Without Tampico ’s oil-wells, the British fleet cannot leave Scapa Flow.

“A fevered brain in the Kriegsmarine!” I said contemptuously

“No, Watson. The brain is at this moment several thousand miles from Berlin.”

“Where does the cipher come from?”

“Our old friend number 13042,” he said quietly, “The German diplomatic code. It was employed yesterday by Count Bernstorff as Ambassador in Washington to communicate with Arthur Zimmermann at the Foreign Office in Berlin. It is Bernstorff’s weekly appreciation of what he calls The War Situation.’ The code and the cipher-tables are still those which came into our possession thanks to the German vice-consul at Abadan.” He put his pipe down and shrugged. “The message is only the latest of its kind.”

“But why should the Americans want to fight Mexico?”

Holmes’s eyebrows contracted, as if I had wilfully misunderstood him.

“They do not. It is Germany who wants America to fight Mexico. The Western Front is at a stalemate but Zimmermann, Bethmann-Holweg and the Kaiser believe that Germany can starve England into negotiation by unrestricted submarine warfare. Yet Germany knows she must not provoke America to fight her. If America is involved in Mexico, as three-quarters of her regular army already is, she can fight no war in Europe before Germany ’s U-boat campaign succeeds. Without a war in Mexico, American troops might land in France in a few months.”

“The whole thing is absurd.”

Holmes shrugged.

“I can only tell you that the ciphers from Bernstorff, which we have intercepted in the past few weeks, tell us that Mexico and Japan are already in negotiation with Berlin over the fruits of victory. Indeed, the Japanese battle-cruiser Asuma with troops on board is known to have anchored in the Gulf of California. I do not think that can be a lie told by an ambassador to his foreign minister.”

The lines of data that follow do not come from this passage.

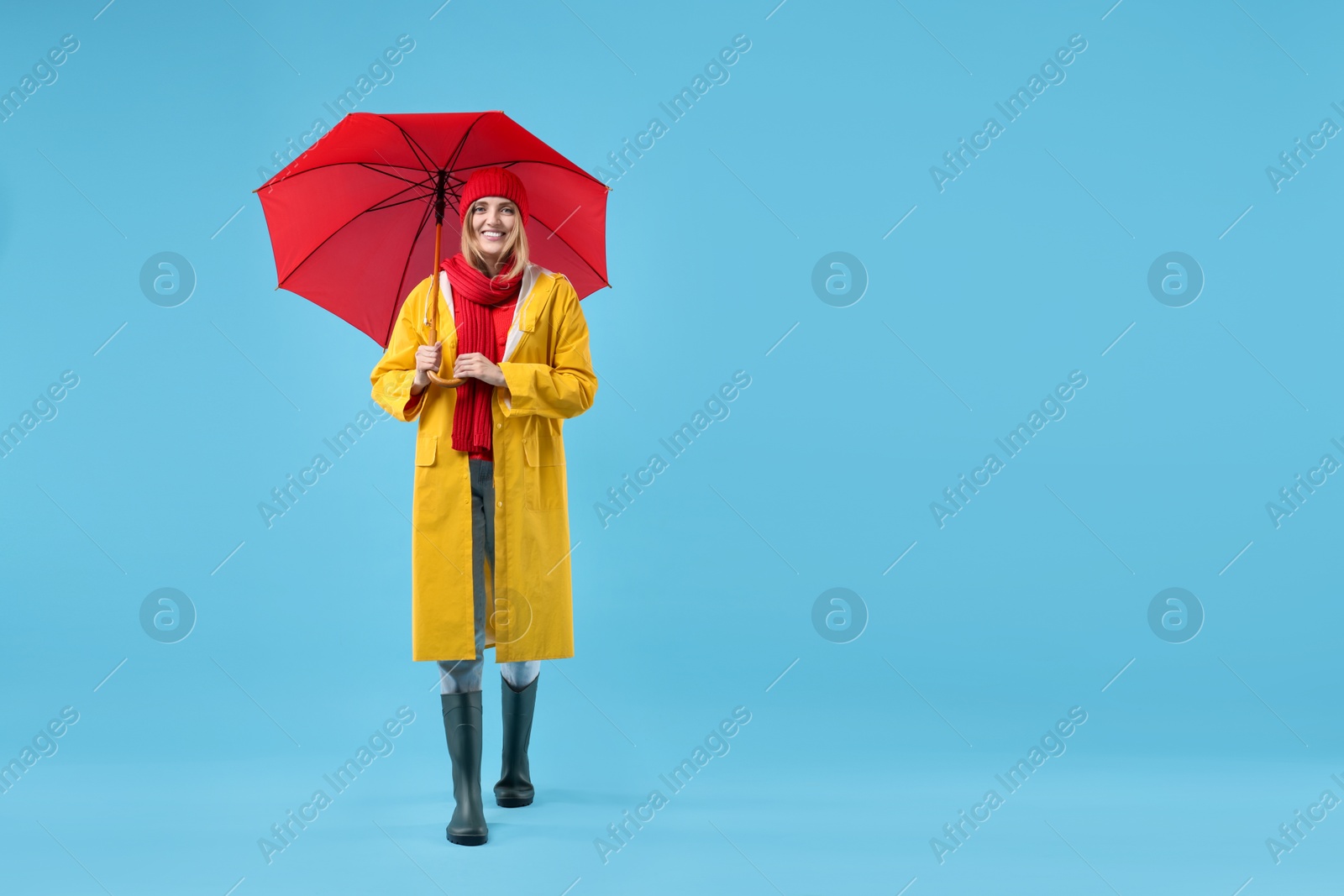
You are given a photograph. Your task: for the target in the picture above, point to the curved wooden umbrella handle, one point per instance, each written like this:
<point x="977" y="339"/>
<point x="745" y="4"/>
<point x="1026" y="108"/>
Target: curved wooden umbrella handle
<point x="433" y="300"/>
<point x="452" y="383"/>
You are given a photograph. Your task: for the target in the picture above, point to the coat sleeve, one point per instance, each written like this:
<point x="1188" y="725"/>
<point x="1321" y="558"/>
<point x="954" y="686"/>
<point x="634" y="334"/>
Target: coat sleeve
<point x="393" y="375"/>
<point x="564" y="389"/>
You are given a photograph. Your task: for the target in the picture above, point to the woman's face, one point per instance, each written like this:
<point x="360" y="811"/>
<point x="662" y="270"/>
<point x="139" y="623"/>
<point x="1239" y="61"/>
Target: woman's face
<point x="492" y="221"/>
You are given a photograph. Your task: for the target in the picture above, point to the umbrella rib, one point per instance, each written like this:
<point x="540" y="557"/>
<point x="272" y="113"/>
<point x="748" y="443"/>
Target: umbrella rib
<point x="328" y="238"/>
<point x="387" y="174"/>
<point x="398" y="301"/>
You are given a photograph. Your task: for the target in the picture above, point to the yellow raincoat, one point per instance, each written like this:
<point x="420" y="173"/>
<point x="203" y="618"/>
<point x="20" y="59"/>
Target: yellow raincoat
<point x="549" y="376"/>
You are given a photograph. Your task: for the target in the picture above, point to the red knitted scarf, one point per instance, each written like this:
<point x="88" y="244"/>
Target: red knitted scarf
<point x="474" y="297"/>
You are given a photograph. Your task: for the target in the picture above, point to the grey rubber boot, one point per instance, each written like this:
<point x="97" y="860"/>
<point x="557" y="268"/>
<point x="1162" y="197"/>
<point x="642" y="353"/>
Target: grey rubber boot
<point x="515" y="785"/>
<point x="463" y="728"/>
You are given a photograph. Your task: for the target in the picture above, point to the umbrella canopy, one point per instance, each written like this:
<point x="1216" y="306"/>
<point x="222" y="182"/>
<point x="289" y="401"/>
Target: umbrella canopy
<point x="353" y="219"/>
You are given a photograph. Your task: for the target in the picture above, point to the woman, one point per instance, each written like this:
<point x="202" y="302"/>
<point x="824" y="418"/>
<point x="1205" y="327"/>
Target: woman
<point x="490" y="479"/>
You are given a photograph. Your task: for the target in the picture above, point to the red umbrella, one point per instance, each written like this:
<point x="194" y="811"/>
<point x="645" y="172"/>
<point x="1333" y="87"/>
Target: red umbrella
<point x="349" y="219"/>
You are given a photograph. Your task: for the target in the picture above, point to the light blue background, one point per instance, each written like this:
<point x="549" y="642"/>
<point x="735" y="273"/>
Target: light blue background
<point x="699" y="595"/>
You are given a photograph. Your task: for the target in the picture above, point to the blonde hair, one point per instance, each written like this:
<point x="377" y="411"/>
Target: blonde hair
<point x="517" y="244"/>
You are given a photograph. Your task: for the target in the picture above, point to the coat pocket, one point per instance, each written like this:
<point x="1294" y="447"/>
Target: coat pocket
<point x="427" y="448"/>
<point x="543" y="473"/>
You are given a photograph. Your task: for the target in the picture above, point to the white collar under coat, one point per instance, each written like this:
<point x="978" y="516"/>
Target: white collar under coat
<point x="515" y="333"/>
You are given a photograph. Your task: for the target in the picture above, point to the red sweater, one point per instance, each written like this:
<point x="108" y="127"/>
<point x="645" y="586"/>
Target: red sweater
<point x="501" y="316"/>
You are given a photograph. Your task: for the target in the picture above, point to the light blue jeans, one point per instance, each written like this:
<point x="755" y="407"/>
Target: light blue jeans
<point x="464" y="676"/>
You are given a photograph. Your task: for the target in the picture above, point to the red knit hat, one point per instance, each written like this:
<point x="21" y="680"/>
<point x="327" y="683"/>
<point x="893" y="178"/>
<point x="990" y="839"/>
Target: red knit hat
<point x="494" y="181"/>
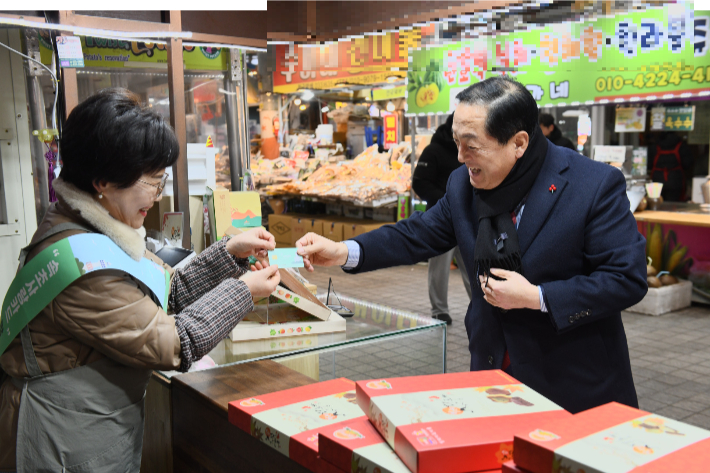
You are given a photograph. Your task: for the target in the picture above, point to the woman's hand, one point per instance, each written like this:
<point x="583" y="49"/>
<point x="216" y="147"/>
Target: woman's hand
<point x="261" y="283"/>
<point x="256" y="242"/>
<point x="320" y="251"/>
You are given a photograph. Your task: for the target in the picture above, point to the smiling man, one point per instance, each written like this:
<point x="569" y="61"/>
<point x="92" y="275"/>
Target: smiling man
<point x="548" y="236"/>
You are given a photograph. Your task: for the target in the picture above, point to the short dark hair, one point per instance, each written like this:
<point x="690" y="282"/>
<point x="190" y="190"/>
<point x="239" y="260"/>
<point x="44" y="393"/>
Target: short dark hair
<point x="511" y="107"/>
<point x="111" y="137"/>
<point x="546" y="119"/>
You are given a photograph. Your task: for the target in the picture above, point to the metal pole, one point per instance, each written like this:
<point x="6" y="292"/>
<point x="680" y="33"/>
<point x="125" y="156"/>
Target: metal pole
<point x="413" y="159"/>
<point x="246" y="146"/>
<point x="230" y="100"/>
<point x="38" y="121"/>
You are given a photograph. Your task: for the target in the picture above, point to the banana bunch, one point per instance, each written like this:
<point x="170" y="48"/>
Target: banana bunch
<point x="665" y="252"/>
<point x="426" y="88"/>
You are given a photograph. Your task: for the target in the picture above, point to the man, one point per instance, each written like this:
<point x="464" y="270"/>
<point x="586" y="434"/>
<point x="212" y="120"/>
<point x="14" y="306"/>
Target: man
<point x="552" y="133"/>
<point x="547" y="234"/>
<point x="435" y="165"/>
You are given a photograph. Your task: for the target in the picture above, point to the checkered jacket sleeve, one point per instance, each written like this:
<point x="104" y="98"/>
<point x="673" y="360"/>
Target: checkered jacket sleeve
<point x="203" y="273"/>
<point x="210" y="319"/>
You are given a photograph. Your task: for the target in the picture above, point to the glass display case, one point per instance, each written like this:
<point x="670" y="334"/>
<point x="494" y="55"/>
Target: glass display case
<point x="379" y="341"/>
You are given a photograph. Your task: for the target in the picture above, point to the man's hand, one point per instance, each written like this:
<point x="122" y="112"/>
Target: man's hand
<point x="261" y="283"/>
<point x="513" y="293"/>
<point x="256" y="242"/>
<point x="320" y="251"/>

“But the German army cannot reach Mexico!”

He shook his head.

“In one sense, it is already there. Bernstorff boasts that the patriotic Union of German Citizens has twenty-nine branches in Mexico, supported by seventy-five branches of the veterans’ Iron Cross Society. He claims 50,000 willing recruits in the Americas and our own Foreign Office confirms it. The present 104 branches in Mexico include some 200 German officers who have entered the country recently as skilled workers but are ready to fight and are already training others. For that matter, there are also half a million Germans of military age in the United States.”

“They can hardly fight the rest of its population!”

“If only one in a thousand is prepared to sabotage ships, trains, and refineries, there will be 500 active agents. A score of time-bombs has gone off in the past few months on ships sailing from the eastern seaboard to Britain and France. Together with Mexico, it is enough to hold America back while we and the Germans fight it out.”

That night I lay awake and remembered a mad story I had heard a few years earlier. It was during gossip at my club, the Naval and Military. An officer of the Coldstreams, whom I knew only slightly, entertained us after dinner in the smoking-room with an account of how Japan, in an alliance with Mexico, might land troops on the very coast where the battle-cruiser Asuma was now said to have anchored. In a single spearhead to regain Mexico ’s “lost provinces,” the two countries would fall upon the peaceful and unsuspecting south-west of the United States. They would strike through Texas into Louisiana, invade the Mississippi valley and cut the nation in two before its inhabitants could rally. If Holmes was right this force, when reinforced by trained German troops, would easily outnumber Pershing’s 40,000 peacetime army. I was still awake when the winter morning dawned.